In many occasions, Singaporean are caught up in the dilemma of whether to repay their debts or save. The answer to this may seem obvious to some individuals but once you take a harder look at your financial standing that might change. It is important that you take time to look through your credit reports for you to have a much clearer picture of the standing of your personal finances.
There are several people in Singapore who have both savings and debts account running concurrently. Therefore, to such individuals, they have familiarized themselves with the situation of holding debt and having money saved up in their savings account. A lot of people in Singapore hold some type of debt in their lives. The debt may be a short-term moneylender personal loan, a car loan, a study loan, or maybe a mortgage loan.
Although you may not be in a position to repay the mortgage loan considering it is a large sum of money involved, there are in fact some ways for you to pay off you study and car loan using your savings. But on most occasions, people prefer not to because of various reasons. Some of the fears people may have included being afraid that they need to have some ready cash available to them in case an emergency happens. It is for this reason that some people would rather spend money paying for interest on loans for them to have a bit of safety by having money in their savings account. Even then, there is really little logic in such an argument.
Read on for you to better be aware of some pointers that will help you resolve your dilemma on whether to save or repay your outstanding debts.
The Price Of Debts
In making use of a very easy example this will show you the amount of money you may be forfeiting when you are holding both a savings and debit account:
– $2,500 worth of credit card debt for each year will cost you about $550 in interest
– $2,500 worth of savings for each year will be earning you about $10 in interest
Therefore, whereas you are not earning a large amount by having the $2,500 in a savings account, you would be saving yourself $550 in interest when you take the $2,500 in the savings account and paying off the existing credit card debt. Thus it is easier for you to pay off your outstanding credit card debt and save the $550 instead.
This rule holds true considering the charges of debt are normally a lot higher compared to any interests you earn from saving money in your deposit account. Nevertheless, there are a few exceptions to this rule.
These exceptions include:
1. Early Payment Penalties
There are some debts, like the moneylender personal and mortgage loans which involve you in taking them for a minimum period of time. To which when you make early payments will attract a penalty.
In such occasions when you are paying off the existing debt it instead attracts a penalty, it is better for you to keep your money in a savings account. This is until you are able to clear the debt without incurring any pre-payment charges.
It is always advisable to make this clarification before signing your loan contract. This way you are aware of the additional you will be taking on in case you choose to do an early payment.
2. Interest-Free Credit
It is important for you to recognize that most debts will cost you more than the interest amount you may earn from having a savings account. Even then there are some debt types that do not fall into this category. These debt types include the interest-free debts. It’s probable you may not be aware of this, but there are several products that will offer you interest-free debt.

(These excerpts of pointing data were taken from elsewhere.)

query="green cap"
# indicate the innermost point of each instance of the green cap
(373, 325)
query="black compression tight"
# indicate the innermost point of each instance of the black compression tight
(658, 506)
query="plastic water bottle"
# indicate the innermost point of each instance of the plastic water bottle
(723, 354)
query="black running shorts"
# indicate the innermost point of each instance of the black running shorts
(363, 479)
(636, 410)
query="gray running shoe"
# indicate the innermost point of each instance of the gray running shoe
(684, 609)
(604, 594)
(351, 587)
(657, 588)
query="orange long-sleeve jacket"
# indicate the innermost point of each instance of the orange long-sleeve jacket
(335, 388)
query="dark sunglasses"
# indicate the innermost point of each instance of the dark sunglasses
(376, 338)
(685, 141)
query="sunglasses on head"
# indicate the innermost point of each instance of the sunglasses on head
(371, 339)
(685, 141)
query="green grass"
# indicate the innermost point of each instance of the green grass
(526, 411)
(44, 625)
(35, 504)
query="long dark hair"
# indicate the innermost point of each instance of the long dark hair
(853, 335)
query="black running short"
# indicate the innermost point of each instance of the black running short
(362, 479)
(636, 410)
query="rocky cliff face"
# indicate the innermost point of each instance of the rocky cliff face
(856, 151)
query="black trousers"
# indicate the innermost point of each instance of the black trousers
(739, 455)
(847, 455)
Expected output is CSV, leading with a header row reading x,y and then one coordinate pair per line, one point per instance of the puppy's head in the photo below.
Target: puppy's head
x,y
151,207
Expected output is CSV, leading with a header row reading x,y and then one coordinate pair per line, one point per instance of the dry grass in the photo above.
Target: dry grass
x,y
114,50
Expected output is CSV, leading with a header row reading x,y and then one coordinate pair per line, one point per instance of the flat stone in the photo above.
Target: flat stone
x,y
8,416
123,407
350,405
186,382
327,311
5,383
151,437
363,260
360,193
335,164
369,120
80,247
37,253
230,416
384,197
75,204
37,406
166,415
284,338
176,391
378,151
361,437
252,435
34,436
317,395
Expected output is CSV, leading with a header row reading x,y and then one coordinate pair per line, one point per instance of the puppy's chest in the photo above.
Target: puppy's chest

In essence, these products offer to loan you cash at no additional cost. The interest-free debts available in Singapore include the balance transfer cards, various student loans, and the 0% interest credit card payment plans.
For example, most student loans are in general interest-free as you are studying. And banks only start charging interests once you have graduated. One smart way for you to handle your money is by putting whatever money you may have in your savings account or even a fixed deposit. This is all through your studying period and then pay off a large amount debt as you can once you have graduated. Of importance is that you need to make payment of a debt a priority for you given that debt entails a cost.
The key here is to start by paying off the most expensive debts first. Some of the expensive debts may include moneylender personal loans and credit cards. One thing to note is that mortgage loans are a bit different because their rates of interest are somewhat lower. But since of the large amount you are taking out, it may perhaps be difficult for you to pay them off at once.
What you could do instead is to repay as much of the debt as you can following the lock- period. And also before you can refinance this debt this way you will only need to take on a much smaller debt thus greatly reducing your interest cost.
A lot of people hold some type of debt in their lives. The debt may be a short-term or even a long-term type of loan. Even then there are a few people in Singapore who keep both savings and debit account running concurrently. It is important that you recognize that the interest charges on debt are normally a lot higher compared to any interests you earn from saving money in your deposit account.
Nevertheless, there are a few debts that are an exception to this rule. These include the interest-free debts such as student loans. These debt products offer you an interest-free debt of which when you make early payments you end up incurring a penalty.
In such cases, you may consider putting your money in savings to later use once the lock period has elapsed.